Personal information
- Native name: לנה גלז
- Born: 23 May 1961 (age 65) Baku, Azerbaijan SSR, Soviet Union

Chess career
- Country: Israel
- Title: Woman International Master (1985)
- Peak rating: 2215 (January 1987)

= Lena Glaz =

Israeli chess player (born 1961)

Lena Glaz (לנה גלז; born 23 May 1961) is an Israeli chess player who holds the title of Woman International Master (WIM, 1985). She won the Israeli Women's Chess Championship in 1980.

==Biography==
In 1977, Lena Glaz won Azerbaijani Women's Chess Championship. In 1978, she won Soviet sports society Dynamo Women's Chess Championship. In 1979, she moved to Israel. In 1980, Lena Glaz won Israeli Women's Chess Championship. In 1987, Lena Glaz participated in the Women's World Chess Championship Interzonal Tournament in Zheleznovodsk where shared 10th-11th place with Giovanna Arbunic Castro.
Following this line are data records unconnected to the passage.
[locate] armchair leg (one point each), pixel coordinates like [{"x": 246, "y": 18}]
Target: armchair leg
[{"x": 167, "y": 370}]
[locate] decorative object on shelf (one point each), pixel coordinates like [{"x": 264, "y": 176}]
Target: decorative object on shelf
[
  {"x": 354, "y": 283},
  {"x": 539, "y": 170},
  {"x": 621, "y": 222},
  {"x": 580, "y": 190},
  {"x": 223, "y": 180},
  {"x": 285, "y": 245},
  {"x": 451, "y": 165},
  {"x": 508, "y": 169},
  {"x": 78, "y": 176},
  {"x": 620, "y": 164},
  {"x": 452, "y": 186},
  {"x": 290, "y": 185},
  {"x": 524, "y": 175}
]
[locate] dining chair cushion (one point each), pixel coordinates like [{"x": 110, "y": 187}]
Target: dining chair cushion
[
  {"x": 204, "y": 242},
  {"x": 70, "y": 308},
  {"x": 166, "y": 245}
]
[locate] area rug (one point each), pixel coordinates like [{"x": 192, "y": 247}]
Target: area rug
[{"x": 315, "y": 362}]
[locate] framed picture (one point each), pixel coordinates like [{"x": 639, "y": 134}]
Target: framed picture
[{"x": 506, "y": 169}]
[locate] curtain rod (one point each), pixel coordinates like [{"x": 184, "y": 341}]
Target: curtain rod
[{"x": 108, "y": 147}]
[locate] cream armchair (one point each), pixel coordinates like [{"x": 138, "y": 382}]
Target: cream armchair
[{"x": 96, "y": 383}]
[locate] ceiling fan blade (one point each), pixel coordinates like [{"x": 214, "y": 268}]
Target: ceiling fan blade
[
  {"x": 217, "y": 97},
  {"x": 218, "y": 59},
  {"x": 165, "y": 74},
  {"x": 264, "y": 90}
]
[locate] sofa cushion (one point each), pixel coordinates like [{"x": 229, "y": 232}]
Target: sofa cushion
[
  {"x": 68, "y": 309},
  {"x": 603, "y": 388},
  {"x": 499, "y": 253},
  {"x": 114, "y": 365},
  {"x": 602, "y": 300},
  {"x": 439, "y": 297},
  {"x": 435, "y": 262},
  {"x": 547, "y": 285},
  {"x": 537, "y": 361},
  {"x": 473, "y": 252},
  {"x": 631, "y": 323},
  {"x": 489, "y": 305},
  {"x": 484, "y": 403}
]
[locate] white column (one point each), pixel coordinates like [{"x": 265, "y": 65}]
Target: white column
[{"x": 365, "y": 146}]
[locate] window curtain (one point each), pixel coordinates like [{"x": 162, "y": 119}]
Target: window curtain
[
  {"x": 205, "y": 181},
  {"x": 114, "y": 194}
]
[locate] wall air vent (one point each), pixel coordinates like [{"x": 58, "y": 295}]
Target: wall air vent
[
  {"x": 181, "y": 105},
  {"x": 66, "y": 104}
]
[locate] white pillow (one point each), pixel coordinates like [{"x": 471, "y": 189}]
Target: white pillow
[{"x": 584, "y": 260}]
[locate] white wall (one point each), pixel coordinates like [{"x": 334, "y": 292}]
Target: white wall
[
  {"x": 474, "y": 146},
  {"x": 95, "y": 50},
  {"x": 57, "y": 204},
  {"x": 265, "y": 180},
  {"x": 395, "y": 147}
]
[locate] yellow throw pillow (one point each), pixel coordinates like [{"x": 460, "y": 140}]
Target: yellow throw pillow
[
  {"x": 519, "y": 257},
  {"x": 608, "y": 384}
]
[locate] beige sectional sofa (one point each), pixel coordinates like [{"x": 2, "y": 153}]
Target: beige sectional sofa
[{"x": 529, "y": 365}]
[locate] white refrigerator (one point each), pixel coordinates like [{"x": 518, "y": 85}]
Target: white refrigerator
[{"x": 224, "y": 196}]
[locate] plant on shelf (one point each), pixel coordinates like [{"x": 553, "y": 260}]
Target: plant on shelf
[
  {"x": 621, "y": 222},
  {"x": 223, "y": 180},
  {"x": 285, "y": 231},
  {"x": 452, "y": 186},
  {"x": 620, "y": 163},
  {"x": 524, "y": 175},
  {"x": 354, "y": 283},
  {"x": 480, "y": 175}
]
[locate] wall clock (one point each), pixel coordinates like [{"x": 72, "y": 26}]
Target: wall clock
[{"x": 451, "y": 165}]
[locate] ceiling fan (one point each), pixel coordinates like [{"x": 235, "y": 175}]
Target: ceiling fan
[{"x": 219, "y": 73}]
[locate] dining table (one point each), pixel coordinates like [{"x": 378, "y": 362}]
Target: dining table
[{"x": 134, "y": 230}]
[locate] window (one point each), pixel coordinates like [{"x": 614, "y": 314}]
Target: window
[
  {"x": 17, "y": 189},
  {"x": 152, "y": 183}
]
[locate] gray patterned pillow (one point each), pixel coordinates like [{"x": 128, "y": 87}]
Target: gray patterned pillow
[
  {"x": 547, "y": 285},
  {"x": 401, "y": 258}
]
Lena Glaz played for Israel in the Women's Chess Olympiads:
- In 1980, at first board in the 9th Chess Olympiad (women) in Valletta (+3, =5, -5),
- In 1982, at first board in the 10th Chess Olympiad (women) in Lucerne (+10, =0, -4),
- In 1988, at second board in the 28th Chess Olympiad (women) in Thessaloniki (+4, =1, -3),
- In 2014, at reserve board in the 41st Chess Olympiad (women) in Tromsø (+2, =1, -1).

In 1985, she was awarded the FIDE Woman International Master (WIM) title. Also, she is FIDE Arbiter (2015) and FIDE Trainer (2016).

Lena Glaz graduated from Hebrew University of Jerusalem and Jerusalem Academy of Music and Dance. She works as a headmaster and child trainer of Beersheba Chess School.